Consider the wrapped case, either top-down <interface.wsdl> or bottom-up <interface.java> - (the default in the absence of JAX-WS annotations being to treat Java as wrapped.)
While, (according to the JMS binding spec's description of the default WF), we have to read or write the wrapper's single child, the schema-defined element in play is actually the operation-level wrapper element. The wrapper element's schema's elementFormDefault, then, will intersect with whether our child element is NS-qualified or not.

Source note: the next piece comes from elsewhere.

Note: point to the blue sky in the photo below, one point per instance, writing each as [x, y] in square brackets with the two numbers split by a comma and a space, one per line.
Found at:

When serializing (request or response), the thing to do seems simple enough: use the elementFormDefault of the wrapper elem definition to decide whether to serialize the child element with a NS ("qualified") or without a NS ("unqualified", the default).
So for:
<wsdl:types>
<schema elementFormDefault="qualified" xmlns:tns="http://test" targetNamespace="http://test" ...>
<element name="myOperation">
<complexType>
<sequence>
<element name="arg1" type="xsd:int"/>
</sequence>
</complexType>
</element>
we serialize:
<tns:arg1>4</tns:arg1>
whereas if we change the schema to elementFormDefault="unqualified" (note this is the default for bottom-up generated schemas as well)
we serialize:
<arg1>4</arg1>
Seems simple enough, but what about deserialization?
One approach would be to require the "other side" to understand the viewpoint of the SCA runtime doing the deserialization and whether or not the SCA runtime expects qualified or unqualified child elements (this is how our code is implemented today).
According to this approach, receiving a JMS payload like:
<tns:arg1>4</tns:arg1>
together with a service described by interface.java method such as:
void myOperation(int x);
would be a user error. The Java, absent JAXB annotations, maps to a schema with elementFormDefault="unqualified", and so we can't handle such a payload.
An alternative approach would be to implement deserialization such that it could smooth over differences in elementFormDefault, i.e. handle either the unexpected presence or absence of a NS by ignoring or adding the NS as necessary. (Even then we could ask: should a NS that's present but incorrect also be smoothed over (ignored)?)
Do we agree this change would be desirable?
I wish I had more sense of how useful in practice this change would be. Not knowing that, at least opening the issue reminds us the issue exists, for later when someone asks why their data is null (as this is what happens in JAXB when you get the elemFormDefault incorrect).